As part of a revised SI system of units adopted in 2019, the kilogram was redefined to be realized in terms of Planck's constant. By experimental necessity, this new realization occurs in a high vacuum environment, which presents a challenge for the world's National Metrology Institutes (NMI), namely, how do we transfer the new definition of the kilogram, realized in high vacuum, to atmospheric pressure air where mass metrology is performed? Mise en pratique is a French phrase meaning "to put in practice," and by way of application a mise en pratique is a sequence of steps that are enacted to accomplish a desired outcome. The NIST Mass & Force Group has developed its own mise en pratique for transferring a vacuum realization of the kilogram to the world of measurement that operates in atmospheric pressure air.


mass-in-vacuum precision mass comparator
Platinum and stainless-steel mass artifacts in the NIST mass-in-vacuum precision mass comparator.

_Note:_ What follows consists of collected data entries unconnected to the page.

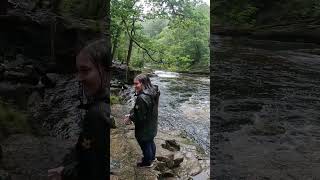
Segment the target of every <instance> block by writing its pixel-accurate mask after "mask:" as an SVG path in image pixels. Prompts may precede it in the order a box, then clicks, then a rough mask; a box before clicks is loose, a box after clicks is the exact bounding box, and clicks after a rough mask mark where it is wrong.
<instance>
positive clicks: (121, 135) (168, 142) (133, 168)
mask: <svg viewBox="0 0 320 180" xmlns="http://www.w3.org/2000/svg"><path fill="white" fill-rule="evenodd" d="M128 110H129V107H128V106H127V105H120V104H117V105H114V106H113V107H112V115H113V116H114V118H115V122H116V126H117V128H116V129H113V130H112V132H111V159H112V161H111V163H112V172H113V173H114V175H113V176H112V179H139V180H140V179H141V180H143V179H209V158H208V157H207V156H206V155H205V154H204V153H203V152H202V151H201V148H200V147H198V146H197V145H196V144H195V143H193V142H192V141H190V140H189V139H188V138H187V137H186V136H185V135H184V134H183V132H180V131H159V132H158V135H157V137H156V139H155V143H156V146H157V153H156V158H157V161H156V162H155V163H154V166H153V167H152V168H137V167H136V162H137V161H140V159H141V157H142V152H141V150H140V147H139V145H138V143H137V142H136V139H135V138H134V125H129V126H126V125H124V124H123V121H122V119H123V117H124V115H125V114H126V113H127V112H128Z"/></svg>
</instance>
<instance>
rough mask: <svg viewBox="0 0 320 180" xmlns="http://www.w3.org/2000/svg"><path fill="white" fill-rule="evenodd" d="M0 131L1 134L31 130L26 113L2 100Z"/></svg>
mask: <svg viewBox="0 0 320 180" xmlns="http://www.w3.org/2000/svg"><path fill="white" fill-rule="evenodd" d="M0 132H1V136H7V135H10V134H13V133H27V132H30V126H29V124H28V120H27V116H26V114H24V113H22V112H19V111H18V110H15V109H13V108H10V107H8V105H5V104H4V103H2V102H0Z"/></svg>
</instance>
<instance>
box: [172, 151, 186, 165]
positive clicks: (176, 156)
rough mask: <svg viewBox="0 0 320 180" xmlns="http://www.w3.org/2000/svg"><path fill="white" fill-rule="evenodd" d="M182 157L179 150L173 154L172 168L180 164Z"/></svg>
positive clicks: (183, 156) (182, 161) (183, 157)
mask: <svg viewBox="0 0 320 180" xmlns="http://www.w3.org/2000/svg"><path fill="white" fill-rule="evenodd" d="M183 159H184V156H183V155H182V154H181V153H180V152H178V153H176V154H174V158H173V168H176V167H179V166H180V164H181V163H182V162H183Z"/></svg>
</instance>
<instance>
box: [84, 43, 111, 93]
mask: <svg viewBox="0 0 320 180" xmlns="http://www.w3.org/2000/svg"><path fill="white" fill-rule="evenodd" d="M80 53H86V54H87V55H88V56H89V57H90V58H89V59H90V61H92V63H93V64H94V65H95V66H96V67H97V69H98V71H99V75H100V78H101V80H102V81H103V82H102V81H101V87H103V86H104V85H109V83H110V80H111V77H110V76H111V75H110V71H111V65H112V61H111V56H110V49H109V48H108V44H107V41H106V39H99V40H94V41H90V42H89V43H88V44H87V45H86V46H85V47H84V48H83V49H81V51H80ZM99 67H100V68H99ZM101 68H102V70H104V72H101ZM103 76H104V77H103ZM105 83H106V84H105Z"/></svg>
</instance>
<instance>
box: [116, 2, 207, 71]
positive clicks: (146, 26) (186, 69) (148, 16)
mask: <svg viewBox="0 0 320 180" xmlns="http://www.w3.org/2000/svg"><path fill="white" fill-rule="evenodd" d="M209 9H210V8H209V5H207V4H206V3H204V2H203V1H199V0H185V1H179V0H111V37H112V38H111V39H112V59H113V60H114V61H118V62H119V63H122V64H126V65H128V66H129V67H132V68H138V69H141V68H143V67H148V68H153V69H165V70H170V71H192V70H196V69H203V68H204V69H205V70H207V71H209V68H208V67H209V28H210V26H209V22H210V15H209V11H210V10H209Z"/></svg>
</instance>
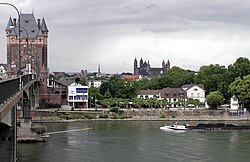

Since the redefinition of the kilogram, the Mass and Force Group has been intricately involved with the NIST realization of mass via the Kibble balance. By maintaining traceability to the International Prototype Kilogram (IPK) via the 2019 calibration of NIST National Prototype K20, the group has been able to accurately monitor K79 in air and K85 in vacuum, which were used during the international Key Comparison for determining the consensus value (CV) of the kilogram. On February 1, 2021, the world’s mass scale officially became traceable to the CV. To read more about this key comparison and dissemination process see the links at the bottom of this page.

Magnetic Suspension Mass Comparator
A cross-sectional view of the Magnetic Suspension Mass Comparator.


The mise en pratique consists of the realization of the new kilogram in the NIST Watt Balance, transfer of the realization to air, dissemination to the U.S. Measurement System, and storage of the Kibble Balance realized kilogram in a vacuum environment. The realization can be transferred to other artifacts using a precision mass comparator (which also operates under high vacuum) or using a specially-designed instrument that enables direct comparison of a mass in vacuum to a mass in air using a magnetic suspension technique.

Storing a Mass Realization

The NIST-4 Kibble balance is used to realize mass infrequently due to the operational complexity. Therefore, storing a mass realization and monitoring its mass evolution is critical for accurate dissemination. NIST has created an ensemble or “pool” of kilogram artifacts, consisting of Platinum-Iridium and stainless-steel standards to act as a “flywheel” for the kilogram in between Kibble balance realizations. Half of the ensemble are stored in high vacuum chamber and the other half are stored in laboratory air. A kilogram artifact that is used in the NIST-4 Kibble balance to realize mass never leaves a high vacuum environment. Instead, a Mass Transfer Vehicle is used to retrieve the artifact from the Kibble balance and then transport it to the vacuum storage chamber. The kilogram used for mass realization in the Kibble balance can subsequently be used to transfer the realization to other artifacts by using the high precision vacuum mass comparator. This process can be repeated periodically to monitor the evolution of the realization mass. A vacuum-to-air transfer process or the magnetic suspension instrument described above can be used to transfer the realization to working standards in air.

vacuum chambers
Vacuum chambers for the storage of an ensemble of mass artifacts.